With determined and painful wriggling he found he could move an inch or so to his right. It didn’t do him any good, of course, but it gave him the illusion of control. He wondered yet again who his captors were and where they came from. He tried in vain to establish a link between them and the case of Randolph Colville. He was, however, optimistic on one count. He didn’t think they were going to kill him. If they had been, they would surely have done so by now. Five or six great turns on the levers and he would have been crushed to a pulp. He hoped that if they were going to press him to death they would be quick about it. A real Okhrana man would be able to drag the process out for hours until there was no breath left to scream and no bones in your body left unbroken. He thought of Lady Lucy abandoned in a strange city. He prayed that she was in the hotel, not tracing his movements and running into danger herself. He thought suddenly of the long drawing room on the first floor of Markham Square, the sunlight streaming in on summer days, the books on either side of the fireplace, Lady Lucy’s favourite pictures on the walls, Lady Lucy herself reading a story to the twins. The contrast with his present surroundings was almost too much to bear. He tried to remember some of the worst predicaments he had found himself in on previous cases. If he twisted his head as far as he was able he could just see the light coming in the barn door, but it was beginning to fade and he didn’t like to think about what might happen in the dark.
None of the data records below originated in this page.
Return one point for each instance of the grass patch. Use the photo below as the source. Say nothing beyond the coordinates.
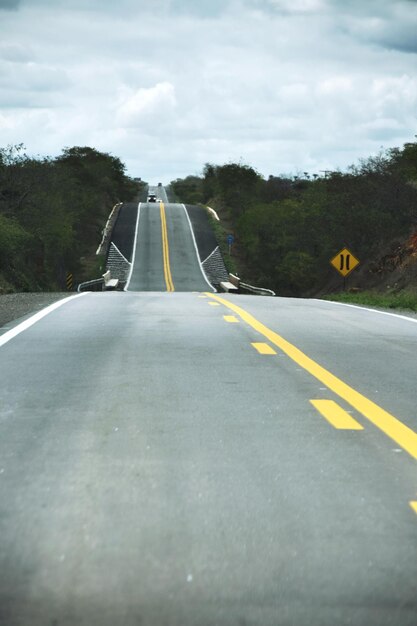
(403, 300)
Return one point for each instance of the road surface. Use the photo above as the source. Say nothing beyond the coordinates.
(178, 459)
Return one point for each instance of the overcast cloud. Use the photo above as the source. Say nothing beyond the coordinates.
(168, 85)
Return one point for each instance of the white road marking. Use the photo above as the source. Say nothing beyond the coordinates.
(10, 334)
(134, 250)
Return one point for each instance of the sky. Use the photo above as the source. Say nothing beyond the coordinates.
(285, 86)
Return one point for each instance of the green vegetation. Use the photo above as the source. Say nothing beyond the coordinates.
(52, 212)
(403, 300)
(288, 228)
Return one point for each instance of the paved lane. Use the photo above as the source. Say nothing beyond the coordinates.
(158, 469)
(166, 258)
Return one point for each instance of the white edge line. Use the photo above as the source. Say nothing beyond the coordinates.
(196, 250)
(210, 255)
(357, 306)
(134, 250)
(10, 334)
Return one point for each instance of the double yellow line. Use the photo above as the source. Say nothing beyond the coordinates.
(165, 250)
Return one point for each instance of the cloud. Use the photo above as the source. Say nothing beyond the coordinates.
(167, 85)
(9, 5)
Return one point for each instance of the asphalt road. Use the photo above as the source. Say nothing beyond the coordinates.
(165, 256)
(157, 469)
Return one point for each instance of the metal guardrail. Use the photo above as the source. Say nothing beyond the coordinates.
(259, 291)
(91, 285)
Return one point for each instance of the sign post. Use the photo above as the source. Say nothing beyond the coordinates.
(344, 262)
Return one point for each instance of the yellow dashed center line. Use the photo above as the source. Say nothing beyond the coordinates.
(385, 421)
(335, 415)
(165, 250)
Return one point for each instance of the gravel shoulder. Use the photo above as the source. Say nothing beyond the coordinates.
(16, 305)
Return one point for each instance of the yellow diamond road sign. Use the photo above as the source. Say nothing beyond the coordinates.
(344, 262)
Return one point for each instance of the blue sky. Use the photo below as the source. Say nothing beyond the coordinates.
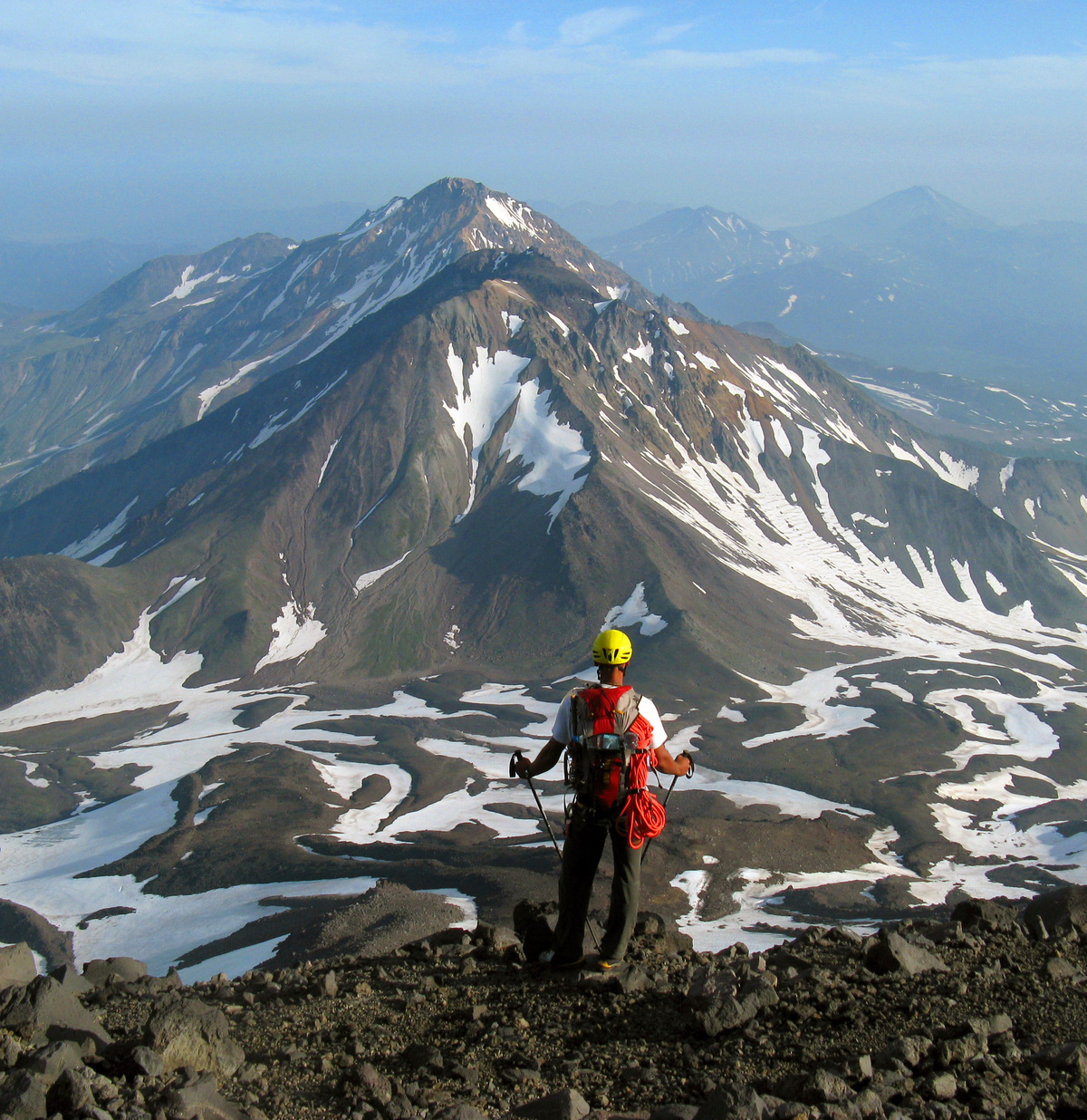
(118, 114)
Lady Lucy was now sitting in a small desk in her room at the hotel. She wrote some letters. She tried once more to make progress with the latest Joseph Conrad but found it difficult. She had taken a photo of her husband she always carried with her and propped it up on the little table by her side of the bed. She prayed that Francis would come back to take his place on the other side. She prayed to God that He would bring Francis back from his time of trouble. She prayed that they might be reunited with their children before too long. She asked for forgiveness for the sins she had committed and any others that she might have committed but not known about. ‘Keep him safe, Oh Lord, please keep him safe.’
Marcel and his thugs returned just as the light was fading. Marcel was carrying a battered suitcase.
‘Take him down,’ he said, ‘quickly, while we can still see what we are doing.’
‘No juice at all, boss?’ asked Barrel. ‘Not even a cupful, or better still, seeing where we are, a bottleful?’